We can’t make her do anything.
We can’t make her understand that she should just ignore phone calls and mail from companies guaranteeing her a million dollars.
We can’t make Lionel stop forgetting who she is.
We can’t make her friends come back from the dead.
We can’t make her stop getting older.
I feel so powerless.
It is such a gift that you two can have “real” conversations like that. I never had an adult relationship with any of my grandparents. I’m glad she has you, and you her.
Thank you, Heidi. I didn’t have a connection with my Dad’s parents and my mom’s dad died when he was 60. My mom’s mom is like a second mother to me.
Awww…I can relate with my own grandmother, who left this life almost two years ago (next month). It’s hard to watch, and to know that we will likely be there too some day. Thanks for sharing, Lauren.
I’m sorry about your grandmother, Shelley. It IS hard to watch and think about. Watching your loved ones get old has to be one of the worse things we can go through.
My dad is entering the more advanced stages of dementia. I worry about people taking advantage of him (basically no short-term memory), and I know that one day he might not know who I am. I completely understand how you feel.
I’m so sorry, Sharon. I can’t imagine going through that. Dementia and Alzheimer’s are terrible diseases. I hope you have support with this.
Watching loved ones grow old is my biggest fear. I was young when most of my grandparents passed away, and my final grandparent, my grandmother, died two years ago now. But in my mind she was always old. She lived a very full life and we had a very nice relationship, but it wasn’t deep or open like you and your grandmother’s. Cherish it. Love it. Encourage her to have hobbies. Life is beautiful and death is scary, but aging can be beautiful, too.

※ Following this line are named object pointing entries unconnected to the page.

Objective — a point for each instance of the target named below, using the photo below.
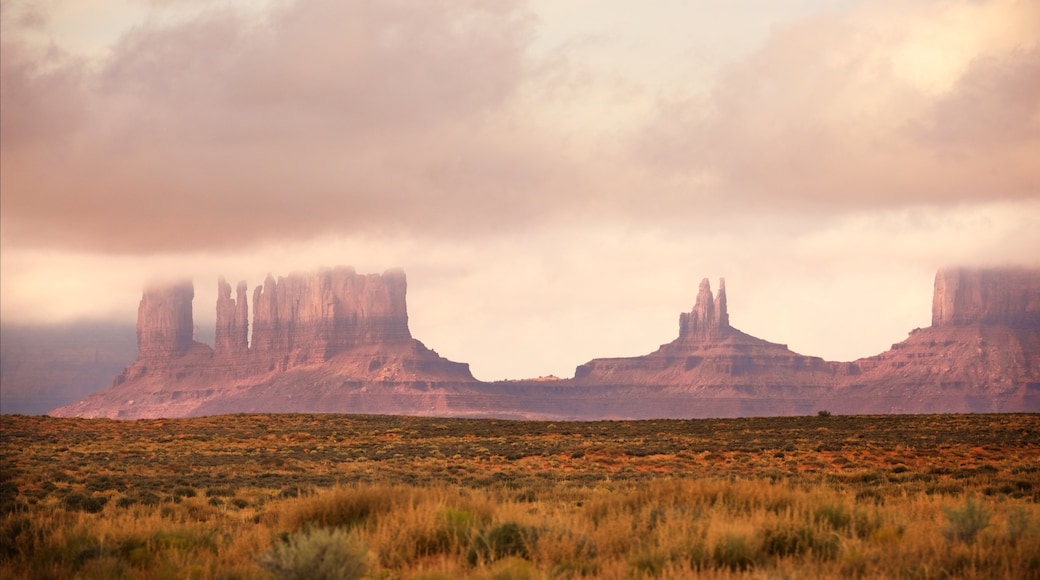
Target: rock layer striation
(336, 341)
(334, 326)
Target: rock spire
(709, 314)
(1008, 296)
(164, 323)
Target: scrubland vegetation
(300, 496)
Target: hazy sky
(554, 176)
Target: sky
(555, 177)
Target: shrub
(965, 523)
(80, 502)
(834, 516)
(318, 554)
(343, 508)
(184, 492)
(791, 541)
(733, 551)
(502, 541)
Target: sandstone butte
(336, 341)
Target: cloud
(229, 129)
(874, 107)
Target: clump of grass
(318, 554)
(965, 523)
(799, 539)
(343, 507)
(733, 551)
(502, 541)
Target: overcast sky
(554, 176)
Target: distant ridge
(336, 341)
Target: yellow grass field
(323, 496)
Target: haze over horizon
(554, 177)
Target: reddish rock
(303, 319)
(231, 338)
(1008, 296)
(331, 327)
(164, 322)
(338, 342)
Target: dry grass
(920, 498)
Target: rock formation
(331, 327)
(709, 316)
(1009, 296)
(164, 323)
(301, 319)
(712, 359)
(231, 338)
(338, 342)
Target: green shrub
(318, 554)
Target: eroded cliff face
(164, 322)
(334, 325)
(232, 336)
(338, 342)
(709, 317)
(1006, 296)
(308, 318)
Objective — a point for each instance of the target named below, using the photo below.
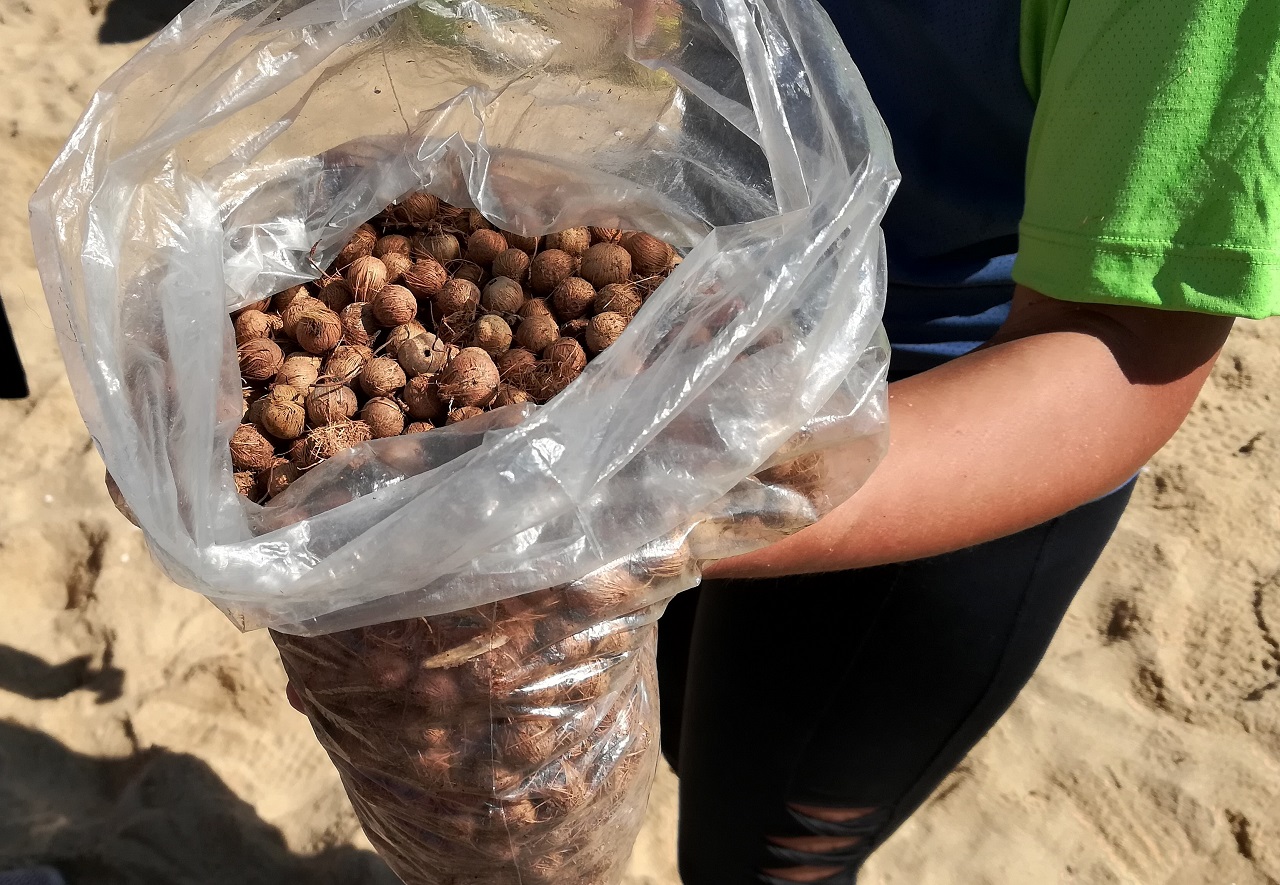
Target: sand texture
(142, 739)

I’m sorry about your grandparents, Adria. That is how I was with my Dad’s parents. My mom’s mom owned the store my mother worked in and I grew up in, and she lived (and still lives) across the street from us! She is like my second mom. We encourage her to have hobbies, but her hobbies always were taking care of others and entertaining guests. Now that she doesn’t have that, she doesn’t know what to do with herself. We suggest she should read, do crossword puzzles, etc., but she admits that she has zero attention span. I think she has ADD.
This is heartbreaking. It’s awful having to watch your loved ones get older. One of my grandmothers just moved into a home because my grandfather couldn’t care for her and her dementia. He misses her terribly. I’m closest to my mother’s parents, and I hate seeing how not only their health is ailing, but their attitudes about life. I haven’t written about any of it because I don’t know who reads, and I don’t want to upset anyone.
YOU sound like an amazing granddaughter. It’s so hard though.
My grandparents all passed a long time ago …before they invented dementia and Alzheimer’s. The oldest was 94 when she left and was as mentally sharp as I ever remembered.
My stepdad was another story …no, actually it was the same story, over and over and over again. But he was happy where he was.
Just remember you can only control your attitude in this situation. That doesn’t mean you have to like it. Just being there for your grandmother has to do wonders for her. I can just about guarantee that means a lot to her.
I watched my Dad go through a steady 2 year decline until he finally passed away from pulmonary fibrosis among other heart & lung issues.
I’ll never forget my initial frustration but will always remember how we grew closer when I stopped trying to fix him or be evasive with him about the inevitable.
Some times we talked & sometimes we’d just sit, but we were together & I think that’s very important.
I learned firsthand how sickness reminds people too much of death & how they keep their distance. As if they’ve no language to speak, no acknowledgment, just an easy denial & those awkward excuses for not calling or stopping by.
How lucky your Grandmother is to have you. Cherish your moments together.